My ongoing adventures in musical blogdom are not just about recommending good new music for my readers; it is equally about my personal growth as a lifelong listener and musical being. Music that makes me grow in terms of what I know to be possible I especially appreciate--and so my recommendations also come with the idea that you, too, may find in a particular CD an experience of personal musical growth.

Certainly listening to the new album by the CP (Chris Pitsiokos) Unit, Before the Heat Death (Clean Feed 408) has been such a growth experience for me. The appearance of Weasel Walter on drums is no mere serendipity, as his presence in ensembles with Ken Vandermark and others as the Flying Luttenbachers in the '90s and beyond established a punkish electric avant jazz attitude that most surely influences the music to be heard here.

Alto saxophonist Chris Pitsiokos heads up the ensemble with his scorching heat and uncompromising frenetics. Brandon Seabrook, who first came to my attention and made the scene as a banjo player of great fire and technical chops, shows us that his guitar work here is no less important. Tim Dahl gives us on electric bass a rock steady presence that can let loose with torrents of notes along with the others or alternately providing bass bedrock to hold it all together. And Weasel is as always a great catalyst and creative force who goes far beyond playing time into participating with the ensemble in making rhythmic-melodic confluences and contrasts as much drum-oriented as bass-, sax- or guitar-centered.
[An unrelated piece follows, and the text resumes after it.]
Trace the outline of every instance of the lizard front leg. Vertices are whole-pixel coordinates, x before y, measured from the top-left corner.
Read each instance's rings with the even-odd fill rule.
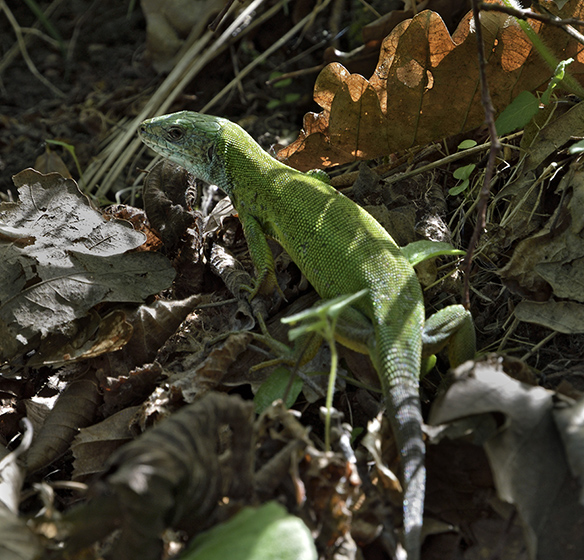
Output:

The seven track EP gives us plenty of composed and improvised electric-organic anarchy that flirts with the most avant of rock ensembles while keeping in the end to the avant jazz path. The categories in the end are but rough indicators of what you might expect to hear. There are composed riffs and frenetic ensemble passages and there are solos of definite note.

What impresses especially is the rigor of concept and its all-fired application.

A bit of a monumental blow-out, this.